To yield global brain metrics, gray matter and white matter volume, as well as total brain volume were measured using FreeSurfer (Athinoula Martinos Center for Biomedical Imaging, Charlestown, MA). Total brain volume did not include CSF. Changes in brain volumes were modeled using the same linear mixed-models methods described above for FA and MD changes. In addition, volume changes were analyzed in individual subjects (by age group), as for FA and MD values. Since reliability measures were not available for overall volumes (T1-weighted scans were not obtained in the earlier DTI reliability assessments), any changes >2% of the total volume were considered “increases” or “decreases”; variations of <2% were considered to be no change.
Tract volume for each of the white matter fiber bundles was measured by summing the total number of voxels through which at least one streamline passed. It is important to note that this volume measure does not necessarily correspond to the actual tract volume, but is rather a measure of the number of voxels attributed to a given tract that exceeds the used FA threshold. Tract volume was tested for age-related changes in the same manner as FA and MD, first using a mixed-models analysis to determine the development trajectory, and second using a group analysis to look at within-subject changes based on reliability measures (calculated as the SDs from seven volunteers scanned multiple times) shown in Table 1. To assess the relationship between tract volume and diffusion parameters, volume for each tract was included as a covariate in the mixed-models analysis for FA and MD. As the within-subject changes are more informative, volume changes were also evaluated within subjects who had increasing, decreasing, or stagnant FA and MD values between scans to determine what proportion also had volume increases/decreases.
Despite a lack of significant overall brain volume changes, white matter volume increased significantly across the age range of 5–32 years while there was a concomitant decrease in gray matter volume (Fig. 2). When individual subjects were examined, almost all of the younger subjects (>95%) demonstrated increases of white matter volume from their first to last scan, and the majority of subjects (50–80%) in the older age groups (15–32 years, representing adolescence and young adulthood) continued to demonstrate white matter volume increases between scans (∼4 years apart on average). The white matter increases were offset by gray matter decreases, leading to no overall significant change in total brain volume with age.
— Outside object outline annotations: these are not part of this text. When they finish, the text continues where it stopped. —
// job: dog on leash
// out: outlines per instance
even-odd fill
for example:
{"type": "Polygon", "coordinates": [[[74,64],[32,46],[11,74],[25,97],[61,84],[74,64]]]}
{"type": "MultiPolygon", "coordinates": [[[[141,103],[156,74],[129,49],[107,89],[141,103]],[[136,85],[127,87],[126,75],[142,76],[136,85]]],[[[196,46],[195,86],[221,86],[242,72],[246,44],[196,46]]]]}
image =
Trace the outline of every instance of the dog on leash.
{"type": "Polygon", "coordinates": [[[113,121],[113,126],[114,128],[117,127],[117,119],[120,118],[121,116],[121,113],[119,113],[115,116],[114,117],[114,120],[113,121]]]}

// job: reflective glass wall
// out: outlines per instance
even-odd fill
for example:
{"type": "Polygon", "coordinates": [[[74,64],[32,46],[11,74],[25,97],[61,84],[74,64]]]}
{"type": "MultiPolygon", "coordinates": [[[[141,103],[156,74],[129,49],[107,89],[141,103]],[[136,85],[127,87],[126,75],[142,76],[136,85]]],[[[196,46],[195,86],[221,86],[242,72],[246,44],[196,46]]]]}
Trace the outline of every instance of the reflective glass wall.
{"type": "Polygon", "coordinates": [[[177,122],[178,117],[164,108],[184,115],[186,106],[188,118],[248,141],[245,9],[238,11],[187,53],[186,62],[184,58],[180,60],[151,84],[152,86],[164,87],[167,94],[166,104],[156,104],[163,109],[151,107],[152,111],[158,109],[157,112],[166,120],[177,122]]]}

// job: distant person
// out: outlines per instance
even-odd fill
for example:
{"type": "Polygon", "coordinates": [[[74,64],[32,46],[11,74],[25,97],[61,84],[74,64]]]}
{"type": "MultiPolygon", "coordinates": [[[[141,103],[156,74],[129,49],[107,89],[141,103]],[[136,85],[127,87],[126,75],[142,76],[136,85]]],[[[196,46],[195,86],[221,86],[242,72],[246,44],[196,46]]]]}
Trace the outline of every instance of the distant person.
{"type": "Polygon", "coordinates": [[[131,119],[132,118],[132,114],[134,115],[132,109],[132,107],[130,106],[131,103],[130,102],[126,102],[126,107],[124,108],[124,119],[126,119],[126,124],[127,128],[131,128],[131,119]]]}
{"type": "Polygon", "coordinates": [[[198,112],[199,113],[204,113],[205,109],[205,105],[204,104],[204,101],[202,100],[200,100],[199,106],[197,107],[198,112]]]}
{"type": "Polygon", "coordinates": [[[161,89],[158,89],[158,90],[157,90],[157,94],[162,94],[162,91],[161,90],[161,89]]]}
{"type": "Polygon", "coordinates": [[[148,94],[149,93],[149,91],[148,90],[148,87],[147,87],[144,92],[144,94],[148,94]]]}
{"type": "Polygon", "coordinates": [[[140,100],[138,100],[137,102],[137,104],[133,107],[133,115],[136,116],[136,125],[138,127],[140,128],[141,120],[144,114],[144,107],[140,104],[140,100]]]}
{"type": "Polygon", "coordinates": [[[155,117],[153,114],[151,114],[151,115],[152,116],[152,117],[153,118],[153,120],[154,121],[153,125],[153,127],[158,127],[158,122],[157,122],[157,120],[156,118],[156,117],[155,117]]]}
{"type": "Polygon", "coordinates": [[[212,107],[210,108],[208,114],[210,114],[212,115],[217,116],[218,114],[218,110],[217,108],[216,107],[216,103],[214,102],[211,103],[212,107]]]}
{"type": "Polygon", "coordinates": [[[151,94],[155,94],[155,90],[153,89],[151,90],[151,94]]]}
Mixed-models analysis of FA and MD changes
DTI tractography provides more specific information about individual fibers than global white matter volume. Using a mixed-models approach, age-related changes in diffusion parameters were modeled for each tract. All 10 white matter fibers demonstrated significant age-related changes of FA and MD (Table 2; Figs. 3, 4). In all cases except the corticospinal tract (which had linearly decreasing MD), FA and MD showed nonlinear trends, with more rapid changes at early ages (increases for FA, decreases for MD), and slower changes or apparent leveling off during young adulthood. The development curves slow or slightly reverse at the upper end of the age range, but this may not represent the changes occurring within individual subjects. Thus, an additional analysis was conducted to examine white matter evolution within each individual.
Commissural and projection fibers
In agreement with the mixed-models analysis curves, all three sections of the corpus callosum (genu, body, and splenium) as well as the corticospinal tract had large proportions of younger subjects with FA increases (Fig. 3) and MD decreases (Fig. 4). For all of these tracts, the majority of adolescent and young adult subjects showed no changes of diffusion parameters, although ∼20–30% had decreasing FA or increasing MD, parameter changes usually interpreted as detrimental in elderly aging.
In general, the extent of the commissural fiber tracking was consistent across the sample. The corticospinal tracts tend to be more difficult to track and showed variation among individuals in terms of length. However, the extent and shape of the corticospinal tracts (and other tracts) still tended to be consistent between scans within any particular individual, as can be seen in Figure 5.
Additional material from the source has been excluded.